Lust. Betrayal. Revenge. Greed. Murder. Somehow, all of these things become dull in the preposterous and yet decidedly un-fascinating “Fascination,” a movie that plays as though the script was being made up on the spot. By aliens not quite familiar with human beings or the English language but who had seen a couple of Ed Wood movies.

Wealthy Patrick Doherty (James Naughton), a former Olympic swimmer, is killed in a swimming accident. His widow, Maureen (Jaqueline Bisset), comes back from a post-funeral cruise with a new boyfriend and marries him a week later. Her son, Scott (Adam Garcia) finds this at first unsettling and then suspicious. But his attempts to investigate the possibility that Maureen and her new husband, Oliver (Stuart Wilson), may have murdered Patrick are sidetracked by his attraction to Oliver’s daughter Kelly (Alice Evans), who slinks around looking femme fatale-ish in a series of the most hideously fluttering little outfits ever worn in a movie.

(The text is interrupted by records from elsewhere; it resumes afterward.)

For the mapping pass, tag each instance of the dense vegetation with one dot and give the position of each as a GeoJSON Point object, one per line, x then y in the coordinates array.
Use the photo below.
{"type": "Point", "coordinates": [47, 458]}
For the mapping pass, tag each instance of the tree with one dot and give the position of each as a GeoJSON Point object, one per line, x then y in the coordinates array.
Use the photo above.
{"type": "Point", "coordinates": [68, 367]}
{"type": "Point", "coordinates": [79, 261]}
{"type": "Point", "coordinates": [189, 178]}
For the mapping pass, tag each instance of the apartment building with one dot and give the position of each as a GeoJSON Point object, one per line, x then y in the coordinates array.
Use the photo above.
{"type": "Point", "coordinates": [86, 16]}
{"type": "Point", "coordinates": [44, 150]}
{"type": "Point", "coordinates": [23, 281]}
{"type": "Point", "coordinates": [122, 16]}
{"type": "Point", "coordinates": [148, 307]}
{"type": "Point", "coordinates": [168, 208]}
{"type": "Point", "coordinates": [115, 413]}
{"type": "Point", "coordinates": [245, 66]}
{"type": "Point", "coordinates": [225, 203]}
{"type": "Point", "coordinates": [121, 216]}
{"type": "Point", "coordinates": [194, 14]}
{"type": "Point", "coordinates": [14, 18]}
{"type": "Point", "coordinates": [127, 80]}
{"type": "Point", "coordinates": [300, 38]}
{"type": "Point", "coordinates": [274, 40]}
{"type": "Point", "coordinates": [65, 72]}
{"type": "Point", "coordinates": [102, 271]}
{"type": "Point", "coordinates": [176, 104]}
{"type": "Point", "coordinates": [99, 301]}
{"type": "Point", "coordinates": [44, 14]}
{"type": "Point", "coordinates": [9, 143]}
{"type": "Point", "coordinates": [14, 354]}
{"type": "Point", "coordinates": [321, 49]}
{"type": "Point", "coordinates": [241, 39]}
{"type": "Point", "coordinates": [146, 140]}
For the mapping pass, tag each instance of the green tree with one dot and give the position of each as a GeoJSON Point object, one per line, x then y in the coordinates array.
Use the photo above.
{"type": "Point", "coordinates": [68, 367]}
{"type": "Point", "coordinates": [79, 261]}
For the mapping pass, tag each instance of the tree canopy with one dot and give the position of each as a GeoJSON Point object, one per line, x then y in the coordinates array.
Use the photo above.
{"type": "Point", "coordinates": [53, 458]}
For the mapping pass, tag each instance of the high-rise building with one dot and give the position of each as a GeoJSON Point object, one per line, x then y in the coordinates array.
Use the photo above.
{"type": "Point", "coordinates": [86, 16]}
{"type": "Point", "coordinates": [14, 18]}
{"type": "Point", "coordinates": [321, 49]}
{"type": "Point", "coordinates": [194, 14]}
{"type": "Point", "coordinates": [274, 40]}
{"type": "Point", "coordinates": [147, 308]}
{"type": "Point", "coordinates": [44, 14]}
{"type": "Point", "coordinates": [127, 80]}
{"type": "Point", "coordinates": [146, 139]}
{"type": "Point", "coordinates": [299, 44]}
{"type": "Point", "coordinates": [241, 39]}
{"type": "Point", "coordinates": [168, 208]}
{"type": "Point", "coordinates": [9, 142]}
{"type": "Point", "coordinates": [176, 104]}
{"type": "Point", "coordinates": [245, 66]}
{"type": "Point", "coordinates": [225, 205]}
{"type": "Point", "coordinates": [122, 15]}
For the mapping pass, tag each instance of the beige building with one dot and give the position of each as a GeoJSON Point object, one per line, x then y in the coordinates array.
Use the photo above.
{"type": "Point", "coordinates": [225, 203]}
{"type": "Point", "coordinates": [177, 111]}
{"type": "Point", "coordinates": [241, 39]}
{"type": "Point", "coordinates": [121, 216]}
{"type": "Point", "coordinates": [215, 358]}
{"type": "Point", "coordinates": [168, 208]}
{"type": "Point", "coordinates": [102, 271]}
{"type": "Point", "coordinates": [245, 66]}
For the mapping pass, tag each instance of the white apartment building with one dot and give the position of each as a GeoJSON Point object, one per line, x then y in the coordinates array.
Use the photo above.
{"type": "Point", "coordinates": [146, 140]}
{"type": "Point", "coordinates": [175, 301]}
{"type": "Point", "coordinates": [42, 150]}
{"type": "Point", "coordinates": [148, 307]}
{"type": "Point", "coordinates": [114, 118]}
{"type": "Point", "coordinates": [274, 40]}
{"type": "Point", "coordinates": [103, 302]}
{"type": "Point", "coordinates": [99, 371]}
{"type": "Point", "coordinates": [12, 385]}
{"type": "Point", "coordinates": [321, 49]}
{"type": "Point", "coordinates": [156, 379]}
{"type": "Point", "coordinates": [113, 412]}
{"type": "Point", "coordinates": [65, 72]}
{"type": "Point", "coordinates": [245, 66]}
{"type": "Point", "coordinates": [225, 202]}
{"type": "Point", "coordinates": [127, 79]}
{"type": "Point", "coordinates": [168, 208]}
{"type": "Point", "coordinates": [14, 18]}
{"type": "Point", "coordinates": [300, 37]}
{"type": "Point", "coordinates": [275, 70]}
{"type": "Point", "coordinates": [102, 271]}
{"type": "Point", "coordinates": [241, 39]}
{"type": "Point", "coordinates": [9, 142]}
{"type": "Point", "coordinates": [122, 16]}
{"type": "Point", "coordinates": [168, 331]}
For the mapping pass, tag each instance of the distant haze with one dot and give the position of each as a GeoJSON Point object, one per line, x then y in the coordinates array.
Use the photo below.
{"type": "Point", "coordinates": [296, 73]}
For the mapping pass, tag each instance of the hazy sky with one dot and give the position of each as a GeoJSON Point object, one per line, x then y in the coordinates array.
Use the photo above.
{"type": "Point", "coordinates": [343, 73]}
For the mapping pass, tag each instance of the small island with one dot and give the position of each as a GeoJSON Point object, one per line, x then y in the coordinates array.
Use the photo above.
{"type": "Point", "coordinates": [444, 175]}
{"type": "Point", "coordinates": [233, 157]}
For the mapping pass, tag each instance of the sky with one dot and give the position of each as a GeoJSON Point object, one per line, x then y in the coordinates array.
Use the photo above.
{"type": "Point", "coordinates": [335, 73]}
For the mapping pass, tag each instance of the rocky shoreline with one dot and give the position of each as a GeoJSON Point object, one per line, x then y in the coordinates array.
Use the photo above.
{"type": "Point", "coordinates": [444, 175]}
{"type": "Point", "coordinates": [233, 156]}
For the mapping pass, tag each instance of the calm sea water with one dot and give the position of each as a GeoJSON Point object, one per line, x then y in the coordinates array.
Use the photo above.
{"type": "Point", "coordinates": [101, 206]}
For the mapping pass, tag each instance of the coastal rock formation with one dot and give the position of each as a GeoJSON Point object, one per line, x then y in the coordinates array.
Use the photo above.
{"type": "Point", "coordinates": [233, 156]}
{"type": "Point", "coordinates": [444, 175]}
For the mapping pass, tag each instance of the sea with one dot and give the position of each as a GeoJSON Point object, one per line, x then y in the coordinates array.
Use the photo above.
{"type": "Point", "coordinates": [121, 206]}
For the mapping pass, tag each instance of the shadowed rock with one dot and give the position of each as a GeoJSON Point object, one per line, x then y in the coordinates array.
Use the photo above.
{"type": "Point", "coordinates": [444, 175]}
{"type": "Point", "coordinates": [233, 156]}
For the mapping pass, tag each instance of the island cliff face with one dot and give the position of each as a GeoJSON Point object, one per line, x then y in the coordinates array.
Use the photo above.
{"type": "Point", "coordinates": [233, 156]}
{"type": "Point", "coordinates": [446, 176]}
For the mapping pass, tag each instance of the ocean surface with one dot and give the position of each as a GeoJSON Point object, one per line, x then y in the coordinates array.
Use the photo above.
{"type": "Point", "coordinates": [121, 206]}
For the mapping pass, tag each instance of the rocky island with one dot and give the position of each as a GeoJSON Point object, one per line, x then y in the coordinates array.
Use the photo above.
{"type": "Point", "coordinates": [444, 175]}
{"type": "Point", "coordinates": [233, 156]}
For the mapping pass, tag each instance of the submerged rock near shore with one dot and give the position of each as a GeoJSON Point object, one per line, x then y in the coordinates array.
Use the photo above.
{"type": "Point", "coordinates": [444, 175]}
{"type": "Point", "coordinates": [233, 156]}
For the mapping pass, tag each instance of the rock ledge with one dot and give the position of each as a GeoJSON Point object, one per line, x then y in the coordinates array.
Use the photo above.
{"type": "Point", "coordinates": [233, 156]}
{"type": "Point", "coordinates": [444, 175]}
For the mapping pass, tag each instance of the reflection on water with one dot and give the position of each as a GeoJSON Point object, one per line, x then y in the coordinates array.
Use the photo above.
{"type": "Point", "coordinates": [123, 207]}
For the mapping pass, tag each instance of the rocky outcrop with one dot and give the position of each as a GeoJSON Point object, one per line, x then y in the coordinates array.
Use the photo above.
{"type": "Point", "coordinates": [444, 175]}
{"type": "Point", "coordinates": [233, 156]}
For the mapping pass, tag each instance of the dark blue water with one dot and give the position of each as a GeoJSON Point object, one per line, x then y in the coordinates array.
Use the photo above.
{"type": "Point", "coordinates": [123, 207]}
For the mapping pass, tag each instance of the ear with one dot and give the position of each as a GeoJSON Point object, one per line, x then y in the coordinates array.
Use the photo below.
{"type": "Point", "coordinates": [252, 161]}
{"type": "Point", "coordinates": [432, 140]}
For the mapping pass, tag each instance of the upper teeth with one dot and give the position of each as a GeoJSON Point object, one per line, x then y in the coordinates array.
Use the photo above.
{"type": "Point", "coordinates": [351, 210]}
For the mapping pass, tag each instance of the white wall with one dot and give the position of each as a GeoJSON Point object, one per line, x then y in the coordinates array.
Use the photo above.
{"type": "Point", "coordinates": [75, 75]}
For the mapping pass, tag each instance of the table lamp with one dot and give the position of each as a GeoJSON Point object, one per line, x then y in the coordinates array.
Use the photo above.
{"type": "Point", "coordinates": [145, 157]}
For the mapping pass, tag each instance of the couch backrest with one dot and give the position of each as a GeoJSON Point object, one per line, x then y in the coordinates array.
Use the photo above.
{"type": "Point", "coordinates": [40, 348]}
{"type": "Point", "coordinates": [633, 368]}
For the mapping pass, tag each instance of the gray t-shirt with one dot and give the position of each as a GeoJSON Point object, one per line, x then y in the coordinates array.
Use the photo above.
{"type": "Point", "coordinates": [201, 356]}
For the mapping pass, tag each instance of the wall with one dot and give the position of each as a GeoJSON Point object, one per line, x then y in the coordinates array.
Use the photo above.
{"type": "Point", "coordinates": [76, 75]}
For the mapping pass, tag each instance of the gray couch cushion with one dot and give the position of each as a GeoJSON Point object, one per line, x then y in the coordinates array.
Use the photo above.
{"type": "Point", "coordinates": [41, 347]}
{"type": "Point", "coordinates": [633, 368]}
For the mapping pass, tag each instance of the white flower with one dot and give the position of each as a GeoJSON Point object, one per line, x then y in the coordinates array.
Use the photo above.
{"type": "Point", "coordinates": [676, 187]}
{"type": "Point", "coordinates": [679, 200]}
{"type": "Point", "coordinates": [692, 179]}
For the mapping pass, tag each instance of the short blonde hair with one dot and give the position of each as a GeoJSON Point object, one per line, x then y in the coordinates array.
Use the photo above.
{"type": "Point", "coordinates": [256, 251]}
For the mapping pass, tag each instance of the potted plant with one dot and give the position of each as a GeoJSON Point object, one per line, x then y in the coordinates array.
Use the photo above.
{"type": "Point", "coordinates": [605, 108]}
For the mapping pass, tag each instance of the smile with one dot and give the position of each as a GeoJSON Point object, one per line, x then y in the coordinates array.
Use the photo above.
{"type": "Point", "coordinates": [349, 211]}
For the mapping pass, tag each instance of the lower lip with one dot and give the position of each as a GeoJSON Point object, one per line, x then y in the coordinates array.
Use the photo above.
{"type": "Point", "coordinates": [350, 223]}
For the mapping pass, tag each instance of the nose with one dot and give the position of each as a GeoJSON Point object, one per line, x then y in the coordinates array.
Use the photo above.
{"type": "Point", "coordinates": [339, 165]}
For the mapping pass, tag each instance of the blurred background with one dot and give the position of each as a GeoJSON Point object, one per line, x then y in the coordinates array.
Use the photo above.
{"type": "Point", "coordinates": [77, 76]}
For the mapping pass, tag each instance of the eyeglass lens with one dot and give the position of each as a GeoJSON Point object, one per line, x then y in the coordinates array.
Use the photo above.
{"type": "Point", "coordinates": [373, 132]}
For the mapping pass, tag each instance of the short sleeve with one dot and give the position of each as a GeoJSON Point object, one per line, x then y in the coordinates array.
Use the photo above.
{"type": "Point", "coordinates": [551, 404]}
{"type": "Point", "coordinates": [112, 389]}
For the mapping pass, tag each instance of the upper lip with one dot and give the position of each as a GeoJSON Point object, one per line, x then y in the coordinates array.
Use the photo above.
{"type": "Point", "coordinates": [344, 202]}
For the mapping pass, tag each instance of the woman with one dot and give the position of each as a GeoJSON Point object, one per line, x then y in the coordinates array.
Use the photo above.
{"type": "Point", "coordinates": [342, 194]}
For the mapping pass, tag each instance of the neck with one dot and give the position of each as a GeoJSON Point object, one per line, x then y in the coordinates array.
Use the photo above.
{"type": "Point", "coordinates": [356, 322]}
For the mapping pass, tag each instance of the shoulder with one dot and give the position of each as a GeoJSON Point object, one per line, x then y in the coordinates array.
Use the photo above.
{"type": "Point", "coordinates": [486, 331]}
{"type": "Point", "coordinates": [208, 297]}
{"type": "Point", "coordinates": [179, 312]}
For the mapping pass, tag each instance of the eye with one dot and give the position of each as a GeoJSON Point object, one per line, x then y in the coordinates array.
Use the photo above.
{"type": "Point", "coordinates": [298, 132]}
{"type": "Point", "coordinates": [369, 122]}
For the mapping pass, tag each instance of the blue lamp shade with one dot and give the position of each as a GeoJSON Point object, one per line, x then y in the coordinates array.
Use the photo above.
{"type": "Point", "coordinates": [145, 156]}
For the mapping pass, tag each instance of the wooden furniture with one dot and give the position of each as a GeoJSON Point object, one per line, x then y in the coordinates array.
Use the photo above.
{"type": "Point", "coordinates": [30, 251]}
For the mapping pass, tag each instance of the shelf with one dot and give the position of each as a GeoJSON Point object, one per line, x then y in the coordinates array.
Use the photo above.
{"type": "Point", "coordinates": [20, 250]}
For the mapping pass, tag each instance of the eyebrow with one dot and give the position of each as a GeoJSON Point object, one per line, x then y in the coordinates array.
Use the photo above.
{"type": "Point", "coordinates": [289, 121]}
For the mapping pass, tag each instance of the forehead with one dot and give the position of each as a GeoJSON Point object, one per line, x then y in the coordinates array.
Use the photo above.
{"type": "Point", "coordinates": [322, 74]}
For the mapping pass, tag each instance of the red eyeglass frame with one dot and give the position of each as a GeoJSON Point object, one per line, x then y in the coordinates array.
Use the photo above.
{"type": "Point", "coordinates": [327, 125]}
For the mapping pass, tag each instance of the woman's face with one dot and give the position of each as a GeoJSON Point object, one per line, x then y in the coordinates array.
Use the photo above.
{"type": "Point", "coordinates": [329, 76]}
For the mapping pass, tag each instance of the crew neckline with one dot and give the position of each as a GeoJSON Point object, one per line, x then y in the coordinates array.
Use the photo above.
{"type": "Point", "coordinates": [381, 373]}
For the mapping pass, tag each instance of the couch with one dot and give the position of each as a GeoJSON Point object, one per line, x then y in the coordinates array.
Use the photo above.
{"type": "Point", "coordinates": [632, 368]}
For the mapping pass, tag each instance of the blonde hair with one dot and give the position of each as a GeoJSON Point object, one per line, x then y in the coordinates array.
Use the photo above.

The set-up is not so bad. At least it wasn’t the last time I took a look at, what was that again — oh, yes, Hamlet. But the stunning incompetence of every single aspect of this movie makes it such a thudding bore that it does not even rise to the level of being laughable. That’s despite howler plot turns that include a do-it-yourself exhumation, a character who appears to be turned on by bloody wounds, a character who has some weird unexplained throat injury (an indicator that the film was rechopped at some point, giving rise to the concern that there may be an even worse version out there) and another man with a bloody wound who can somehow wake up on sheets as pristine as though they came from a commercial for laundry detergent. Badly written, poorly acted, horrendously edited, dreadfully directed, the only thing worth watching in this movie is the still-lovely Bisset and some nice location photography.

Parents should know that this movie includes explicit sexual references and situations, including some with incestuous overtones. Characters drink and smoke and use very strong language. There are several violent situations and characters are killed.

Families who see this movie should talk about the difficulty Scott and his mother had in trying to communicate with each other.

Families who enjoy this movie will also enjoy the overheated Hush with Jessica Lange and Gwenyth Paltrow and better movies like Body Heat and The Postman Always Rings Twice.